Historian Kevin Tennent on the Economics of Scottish Nationhood

3 12 2009

Scotland's Flag

The British business and economic historian Kevin Tennent has published some thoughts about whether an independent Scotland would be a viable economic unit. On Monday, Scotland’s first minister announced that the country would soon be holding a referendum on independence. Monday was, of course, St Andrew’s day, the national day of Scotland– and the day of your humble narrator’s patron saint!

Tennent’s blog post draws on his extensive knowledge of Scottish, British, and global economic history. He begins his analysis with a discussion of the Darien scheme of 1690, the abortive attempt by Scotland to establish a colony in Panama. His blog post also pays attention to more recent developments. Dr Tennent writes:

“The collapse of Iceland’s banking system forced it to seek a £6bn emergency loan from the International Monetary Fund; unfortunately much of this will end up being spent recompensing savers abroad. Had Scotland been independent during the present crisis, then with RBS alone loosing around £24bn in 2008 the country would also have been driven to seek aid from the IMF; the whole of Scotland’s GDP was £86bn in 2006 (although this excludes oil and gas revenue). To cover this loss alone Scotland would have been forced to spend a more than a quarter of its GDP.”

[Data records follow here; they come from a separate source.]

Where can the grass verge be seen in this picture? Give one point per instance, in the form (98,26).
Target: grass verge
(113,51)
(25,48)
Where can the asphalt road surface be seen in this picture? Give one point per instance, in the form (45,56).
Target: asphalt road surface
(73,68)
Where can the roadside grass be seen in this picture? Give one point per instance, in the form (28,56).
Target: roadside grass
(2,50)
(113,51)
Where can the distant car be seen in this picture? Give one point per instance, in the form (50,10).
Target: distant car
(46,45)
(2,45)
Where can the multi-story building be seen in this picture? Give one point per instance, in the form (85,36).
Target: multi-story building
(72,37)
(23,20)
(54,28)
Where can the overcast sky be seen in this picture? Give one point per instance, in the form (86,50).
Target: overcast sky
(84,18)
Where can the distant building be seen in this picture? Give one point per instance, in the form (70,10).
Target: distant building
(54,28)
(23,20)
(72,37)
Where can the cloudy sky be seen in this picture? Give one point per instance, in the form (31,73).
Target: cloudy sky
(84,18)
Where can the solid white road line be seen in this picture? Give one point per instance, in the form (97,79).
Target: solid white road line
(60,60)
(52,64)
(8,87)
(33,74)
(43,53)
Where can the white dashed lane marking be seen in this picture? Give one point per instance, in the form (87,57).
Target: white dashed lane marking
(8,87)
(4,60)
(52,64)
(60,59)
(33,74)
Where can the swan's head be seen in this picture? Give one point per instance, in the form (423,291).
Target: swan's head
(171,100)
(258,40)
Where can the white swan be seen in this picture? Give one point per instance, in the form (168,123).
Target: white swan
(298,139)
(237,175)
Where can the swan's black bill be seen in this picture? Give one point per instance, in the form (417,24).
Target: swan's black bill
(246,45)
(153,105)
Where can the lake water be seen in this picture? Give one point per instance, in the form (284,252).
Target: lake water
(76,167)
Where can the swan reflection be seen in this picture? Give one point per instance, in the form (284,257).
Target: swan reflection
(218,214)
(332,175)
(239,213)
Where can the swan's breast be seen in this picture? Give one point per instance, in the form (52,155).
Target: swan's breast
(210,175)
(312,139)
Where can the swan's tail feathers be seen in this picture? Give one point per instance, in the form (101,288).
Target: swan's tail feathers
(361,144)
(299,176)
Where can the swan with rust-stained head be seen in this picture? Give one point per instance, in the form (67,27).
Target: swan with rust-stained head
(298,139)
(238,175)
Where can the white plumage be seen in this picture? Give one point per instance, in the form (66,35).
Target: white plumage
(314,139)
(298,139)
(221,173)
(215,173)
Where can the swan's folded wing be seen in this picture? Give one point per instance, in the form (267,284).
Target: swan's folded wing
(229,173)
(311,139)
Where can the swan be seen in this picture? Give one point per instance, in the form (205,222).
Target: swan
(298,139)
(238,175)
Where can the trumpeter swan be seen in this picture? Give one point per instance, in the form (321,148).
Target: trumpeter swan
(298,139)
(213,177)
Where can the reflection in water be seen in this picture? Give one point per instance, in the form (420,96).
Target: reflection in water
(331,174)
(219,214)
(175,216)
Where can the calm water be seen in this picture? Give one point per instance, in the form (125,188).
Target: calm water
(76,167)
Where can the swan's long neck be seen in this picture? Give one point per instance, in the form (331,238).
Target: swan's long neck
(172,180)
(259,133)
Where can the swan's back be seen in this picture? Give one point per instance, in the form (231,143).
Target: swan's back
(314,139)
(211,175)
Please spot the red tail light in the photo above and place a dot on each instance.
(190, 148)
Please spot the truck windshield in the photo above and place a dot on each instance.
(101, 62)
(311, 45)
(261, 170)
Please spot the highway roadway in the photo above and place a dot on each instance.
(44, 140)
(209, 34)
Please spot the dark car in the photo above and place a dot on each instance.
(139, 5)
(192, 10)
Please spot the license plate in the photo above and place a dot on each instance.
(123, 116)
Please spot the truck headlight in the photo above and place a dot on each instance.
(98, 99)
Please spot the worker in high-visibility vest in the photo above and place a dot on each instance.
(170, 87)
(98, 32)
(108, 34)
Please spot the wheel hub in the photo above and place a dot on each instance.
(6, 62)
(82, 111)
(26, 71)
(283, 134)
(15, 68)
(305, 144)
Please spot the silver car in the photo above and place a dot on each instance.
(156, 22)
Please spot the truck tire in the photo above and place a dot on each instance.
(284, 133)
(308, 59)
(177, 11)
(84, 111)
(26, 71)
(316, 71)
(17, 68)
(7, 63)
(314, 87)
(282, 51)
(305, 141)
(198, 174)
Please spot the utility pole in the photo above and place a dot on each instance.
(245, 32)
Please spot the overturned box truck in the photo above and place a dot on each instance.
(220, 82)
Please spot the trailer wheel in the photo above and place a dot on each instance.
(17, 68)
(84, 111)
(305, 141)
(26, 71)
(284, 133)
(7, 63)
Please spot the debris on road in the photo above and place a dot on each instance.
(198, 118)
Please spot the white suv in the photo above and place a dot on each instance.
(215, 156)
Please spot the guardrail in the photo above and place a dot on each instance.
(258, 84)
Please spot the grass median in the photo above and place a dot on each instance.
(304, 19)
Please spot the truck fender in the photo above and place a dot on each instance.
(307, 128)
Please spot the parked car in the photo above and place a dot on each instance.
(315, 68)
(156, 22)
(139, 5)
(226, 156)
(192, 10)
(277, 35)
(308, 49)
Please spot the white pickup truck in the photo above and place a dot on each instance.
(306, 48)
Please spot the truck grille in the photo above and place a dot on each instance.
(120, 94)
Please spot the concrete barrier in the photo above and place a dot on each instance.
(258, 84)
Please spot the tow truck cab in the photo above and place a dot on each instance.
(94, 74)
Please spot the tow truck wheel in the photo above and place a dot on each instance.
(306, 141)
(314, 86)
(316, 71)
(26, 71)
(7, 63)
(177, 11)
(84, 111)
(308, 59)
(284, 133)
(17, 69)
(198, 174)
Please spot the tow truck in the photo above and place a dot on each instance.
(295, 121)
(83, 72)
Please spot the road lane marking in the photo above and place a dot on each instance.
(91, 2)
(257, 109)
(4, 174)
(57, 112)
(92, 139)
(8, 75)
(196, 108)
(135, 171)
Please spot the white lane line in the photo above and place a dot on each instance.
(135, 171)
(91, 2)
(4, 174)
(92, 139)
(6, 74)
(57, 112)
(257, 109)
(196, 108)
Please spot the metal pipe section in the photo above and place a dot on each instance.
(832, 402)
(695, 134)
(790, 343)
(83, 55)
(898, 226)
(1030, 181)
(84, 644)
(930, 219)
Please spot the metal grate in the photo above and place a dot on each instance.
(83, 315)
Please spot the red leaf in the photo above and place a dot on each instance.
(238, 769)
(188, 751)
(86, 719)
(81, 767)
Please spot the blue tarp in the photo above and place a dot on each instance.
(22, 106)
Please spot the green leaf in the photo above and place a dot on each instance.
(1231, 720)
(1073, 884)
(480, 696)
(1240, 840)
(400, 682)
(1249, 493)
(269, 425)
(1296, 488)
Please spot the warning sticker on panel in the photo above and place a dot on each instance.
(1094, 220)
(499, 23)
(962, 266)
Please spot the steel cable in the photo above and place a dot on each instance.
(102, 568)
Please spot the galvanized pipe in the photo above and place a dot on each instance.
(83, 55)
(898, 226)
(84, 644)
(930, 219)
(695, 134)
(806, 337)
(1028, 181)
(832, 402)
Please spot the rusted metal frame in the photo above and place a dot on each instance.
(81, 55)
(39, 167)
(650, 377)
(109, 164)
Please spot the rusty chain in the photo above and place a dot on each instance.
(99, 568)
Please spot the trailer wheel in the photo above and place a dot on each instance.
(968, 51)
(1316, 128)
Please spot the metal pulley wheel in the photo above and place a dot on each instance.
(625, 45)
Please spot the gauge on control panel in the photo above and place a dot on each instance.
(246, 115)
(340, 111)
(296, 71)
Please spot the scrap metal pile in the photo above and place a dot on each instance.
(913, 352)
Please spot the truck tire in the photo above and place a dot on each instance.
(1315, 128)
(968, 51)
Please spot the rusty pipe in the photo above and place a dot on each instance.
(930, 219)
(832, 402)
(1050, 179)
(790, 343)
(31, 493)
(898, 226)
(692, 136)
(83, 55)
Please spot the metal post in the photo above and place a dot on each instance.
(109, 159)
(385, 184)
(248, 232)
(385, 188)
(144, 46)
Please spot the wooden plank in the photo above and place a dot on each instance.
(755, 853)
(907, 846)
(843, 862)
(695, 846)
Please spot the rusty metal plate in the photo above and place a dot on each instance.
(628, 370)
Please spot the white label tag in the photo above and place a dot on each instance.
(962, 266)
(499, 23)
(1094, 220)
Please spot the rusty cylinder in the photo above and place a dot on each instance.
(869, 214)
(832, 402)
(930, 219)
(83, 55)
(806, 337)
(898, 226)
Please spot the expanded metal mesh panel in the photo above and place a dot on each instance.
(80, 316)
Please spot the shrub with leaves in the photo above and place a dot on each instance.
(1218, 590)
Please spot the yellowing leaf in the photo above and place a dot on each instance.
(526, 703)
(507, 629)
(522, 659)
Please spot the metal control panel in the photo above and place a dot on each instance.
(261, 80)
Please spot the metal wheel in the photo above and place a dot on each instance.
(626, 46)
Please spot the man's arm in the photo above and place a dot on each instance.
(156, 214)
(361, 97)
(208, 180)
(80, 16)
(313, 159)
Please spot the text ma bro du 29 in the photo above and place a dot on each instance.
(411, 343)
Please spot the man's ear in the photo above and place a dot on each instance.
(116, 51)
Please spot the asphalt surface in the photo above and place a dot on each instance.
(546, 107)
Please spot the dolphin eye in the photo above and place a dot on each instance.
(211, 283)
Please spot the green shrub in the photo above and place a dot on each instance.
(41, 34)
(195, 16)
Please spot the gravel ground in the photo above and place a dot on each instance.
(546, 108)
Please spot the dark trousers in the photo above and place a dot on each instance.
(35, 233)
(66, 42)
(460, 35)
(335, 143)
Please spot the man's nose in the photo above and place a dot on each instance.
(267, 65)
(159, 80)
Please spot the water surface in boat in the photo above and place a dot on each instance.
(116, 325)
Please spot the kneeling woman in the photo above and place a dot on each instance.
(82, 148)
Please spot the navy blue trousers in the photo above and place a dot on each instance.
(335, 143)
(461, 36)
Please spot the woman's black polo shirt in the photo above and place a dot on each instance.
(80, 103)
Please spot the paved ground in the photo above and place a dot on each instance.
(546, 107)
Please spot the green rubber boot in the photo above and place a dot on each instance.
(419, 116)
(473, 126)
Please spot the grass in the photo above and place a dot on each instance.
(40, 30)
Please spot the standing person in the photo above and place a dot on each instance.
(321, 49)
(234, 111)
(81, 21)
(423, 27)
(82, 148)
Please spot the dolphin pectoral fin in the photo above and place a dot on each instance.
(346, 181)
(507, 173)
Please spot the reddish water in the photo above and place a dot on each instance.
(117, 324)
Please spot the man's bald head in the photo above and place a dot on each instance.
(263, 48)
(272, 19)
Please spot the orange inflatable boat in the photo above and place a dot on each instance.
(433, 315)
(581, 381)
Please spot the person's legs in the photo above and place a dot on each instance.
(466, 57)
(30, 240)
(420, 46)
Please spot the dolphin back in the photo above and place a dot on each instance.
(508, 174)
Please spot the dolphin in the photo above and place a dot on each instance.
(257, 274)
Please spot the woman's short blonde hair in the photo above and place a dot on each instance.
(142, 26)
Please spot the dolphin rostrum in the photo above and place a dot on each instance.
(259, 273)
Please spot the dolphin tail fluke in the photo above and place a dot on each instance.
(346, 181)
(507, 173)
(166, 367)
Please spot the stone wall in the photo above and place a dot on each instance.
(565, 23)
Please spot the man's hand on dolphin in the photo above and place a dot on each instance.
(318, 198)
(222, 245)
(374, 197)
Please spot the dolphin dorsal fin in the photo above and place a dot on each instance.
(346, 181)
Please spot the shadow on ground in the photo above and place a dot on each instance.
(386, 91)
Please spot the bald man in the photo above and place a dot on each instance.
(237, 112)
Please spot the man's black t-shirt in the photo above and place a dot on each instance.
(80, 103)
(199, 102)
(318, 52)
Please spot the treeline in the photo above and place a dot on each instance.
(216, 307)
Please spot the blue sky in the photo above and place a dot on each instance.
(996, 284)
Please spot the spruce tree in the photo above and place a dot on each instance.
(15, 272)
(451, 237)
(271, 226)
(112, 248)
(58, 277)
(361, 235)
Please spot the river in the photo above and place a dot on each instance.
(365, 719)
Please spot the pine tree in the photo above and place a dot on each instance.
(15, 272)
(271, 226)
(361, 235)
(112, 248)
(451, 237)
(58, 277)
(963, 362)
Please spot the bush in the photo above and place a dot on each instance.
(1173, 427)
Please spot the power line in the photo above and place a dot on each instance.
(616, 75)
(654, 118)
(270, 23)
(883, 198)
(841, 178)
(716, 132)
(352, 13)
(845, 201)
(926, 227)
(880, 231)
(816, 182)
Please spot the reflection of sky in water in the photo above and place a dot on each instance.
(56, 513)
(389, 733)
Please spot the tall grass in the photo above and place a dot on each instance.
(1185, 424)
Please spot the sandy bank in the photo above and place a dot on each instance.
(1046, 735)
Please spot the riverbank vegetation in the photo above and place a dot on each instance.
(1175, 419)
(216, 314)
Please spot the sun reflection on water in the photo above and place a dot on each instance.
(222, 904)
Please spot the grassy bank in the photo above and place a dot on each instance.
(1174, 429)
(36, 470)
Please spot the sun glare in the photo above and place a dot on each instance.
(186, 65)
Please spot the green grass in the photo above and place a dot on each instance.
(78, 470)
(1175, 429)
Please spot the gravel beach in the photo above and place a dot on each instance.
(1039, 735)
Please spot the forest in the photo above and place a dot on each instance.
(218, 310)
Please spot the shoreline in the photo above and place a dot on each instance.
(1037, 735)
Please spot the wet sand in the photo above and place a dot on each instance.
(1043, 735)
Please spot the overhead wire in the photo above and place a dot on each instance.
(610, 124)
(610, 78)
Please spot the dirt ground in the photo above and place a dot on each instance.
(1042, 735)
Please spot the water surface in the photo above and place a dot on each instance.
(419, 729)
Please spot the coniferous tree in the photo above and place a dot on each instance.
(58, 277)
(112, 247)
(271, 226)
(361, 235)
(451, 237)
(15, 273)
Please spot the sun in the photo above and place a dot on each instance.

This post should interest Canadians for two reasons. First, there is an obvious parallel between the question of Scottish independence and the separatist movement in Quebec. Would Quebec, which lacks North Sea oil, be a viable state? Second, there is the less obvious but even more important parallels between Scotland’s relationship with England and Canada’s relationship with its wealthy and populous southern neighbour. Most English-speaking Canadians would be in favour of Canada remaining independent of the USA. If they had an opinion on Scottish independence, it would probably be that Scotland should stay in the United Kingdom. Canadians are conservative in the deepest sense of the word and generally prefer to keep things as they are.   But we need to ask ourselves why, if independence is a good thing for Canada, would it be a bad thing for Quebec and Scotland?  What’s good for the goose may also be good for the gander.



2 responses

6 12 2009
Kevin Tennent

Hi Andrew, thanks for the citation. I’m not sure the issue of Canadian independence is really comparable. On this issue I would be classed I guess as a conservative, because I want things to stay the same, but this is not because of traditionalism but because I think Scotland is better off economically as part of the Union. In Canada’s case its not clear that joining the USA would help or is even necessary – isn’t it the case that Canadians enjoy a high quality of life with very high HDI measures? Scotland meanwhile has probably the lowest in HDI in western Europe as well as relatively high unemployment. If Scotland became independent it would be left on its own to deal with these issues and loose the funding it currently receives from London, which nowadays is being targeted into more preventative health initiatives. Within the EU it would also have to compete with much poorer regions of Eastern Europe for funding. If Scotland became independent in a crisis such as this its likely that there would have to be significant cutbacks in the NHS etc., making it much harder to get those HDI levels up. The SNP have never made a convincing watertight case for how oil revenue would be redistributed and used to put the Scottish economy on a long term footing; I think Scotland needs to prove that it can be self-reliant within the union before it even thinks about doing it outside the union. A full transition to a knowledge economy that can include all Scots is a must.

8 12 2009

Hi Kevin,

My point was to get people think hard about both the “small is beautiful” mantra of Scottish and Quebec nationalists and the “big is always great” mantra of proponents of the EU and continental integration in North America.

The point about HDI is a good one, but Canada has been slipping in the HDI ratings because productivity growth is so slow in Canada (a fraction of productivity growth in the USA).